Xi drew a different lesson from the former Soviet Union’s collapse. He believes Soviet party leaders’ communist ideals and convictions wavered, and they lost control of its ideology. His determined solution is what may be termed “communist fundamentalism” and that means the return to traditional Stalinism, Leninism and Maoism, in order to ensure the party’s control of the commanding heights of ideology. This requires tightly controlling the internet to police thought and expression and preserve the party’s control. It dictates absolute loyalty from the military to ensure regime security. The subsequent measures he implemented, including high-tech mass surveillance, turned China into a super police-state, with little room for any dissent, and that is what he is doing in Hong Kong now too.

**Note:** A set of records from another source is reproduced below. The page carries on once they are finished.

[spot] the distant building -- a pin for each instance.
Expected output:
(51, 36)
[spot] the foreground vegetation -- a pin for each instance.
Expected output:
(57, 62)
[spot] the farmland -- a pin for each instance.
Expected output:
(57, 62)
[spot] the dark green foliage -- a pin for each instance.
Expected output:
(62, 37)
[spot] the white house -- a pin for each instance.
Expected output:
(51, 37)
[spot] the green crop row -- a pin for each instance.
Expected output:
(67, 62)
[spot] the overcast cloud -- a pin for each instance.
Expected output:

Yet despite the formidable power of this lifetime dictator’s heady and haughty authoritariansim, there is some hope, because of the undercurrents of civil disobedience and liberty minded resistance left amongst the people fo Hong kong and perhaps China too. Thus the tension has intensified between the Xi Jinping clique, including his old school leftist and nationalist supporters who hail him as a hero, and those who oppose this tyrannical regime apparatchiks old boys club, by advocating for political and civil rights and internet freedom, and include some within the CCP who embrace and defend Deng’s reforms and policies.

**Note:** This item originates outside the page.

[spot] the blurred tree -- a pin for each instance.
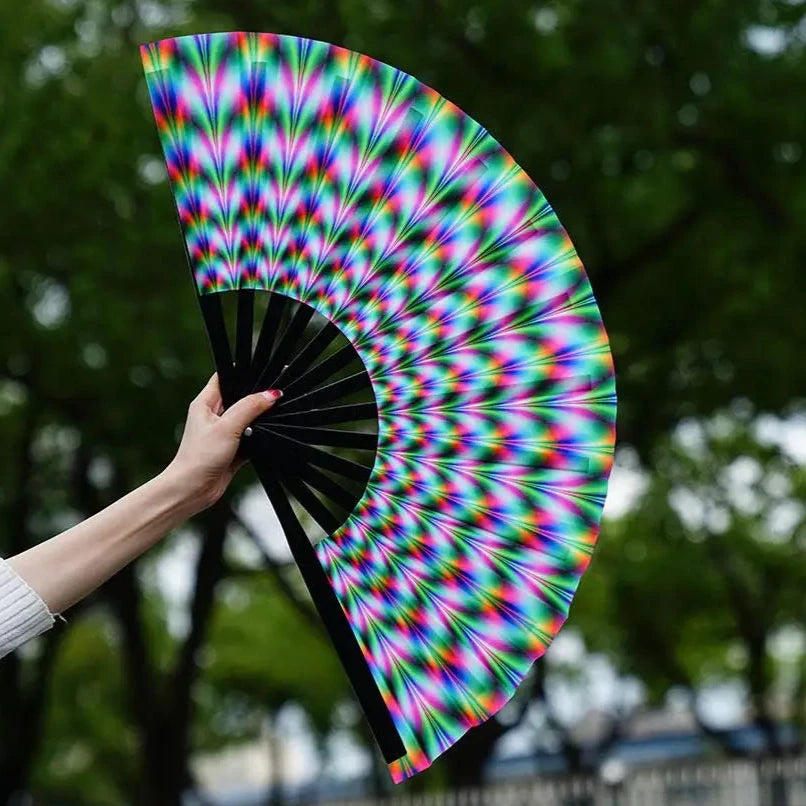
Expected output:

Xi’s mistakes and gross human rights abuses, such as suppressing tens of millions of Uighurs, and all of the millions of Hong Kong Chinese populations along with the mainlanders and after not missing a beat from the unleashing of the deadly Covid-19 virus upon an unsuspecting World, to corrupting the W.H.O. and the Untied Nations Man Rights Commission as well — all ensure that a random event may trigger massive civil disobedience and, in turn evolve into another Tiananmen protest.
To me it seems that this new directive against Hong Kong is exactly that “random event” that could prove the unraveling of China’s authoritarian regime of Mr Xi Jinping…
In sum, a new spark could occur at any time.
And as an acolyte of Lenin and Mao, Xi’s natural proclivity is to use force and violence to hang on to power at all costs. This also means that he likely will use any means to crush dissent. Thus, the probability of repeating the Tiananmen tragedy is high under Xi — far higher than under his predecessors in post-Deng Xiaoping China.
As always in these circumstances I like to say that “We are a long way from home Alice … because a chaotic China is not in the best interest of the United States, just as much as a totalitarian China is not in our favor either.”
And who knows — maybe we’ll get a good compass, choose a good navigator and take some smart turns, and along the way we just might find our way home back to Kansas again.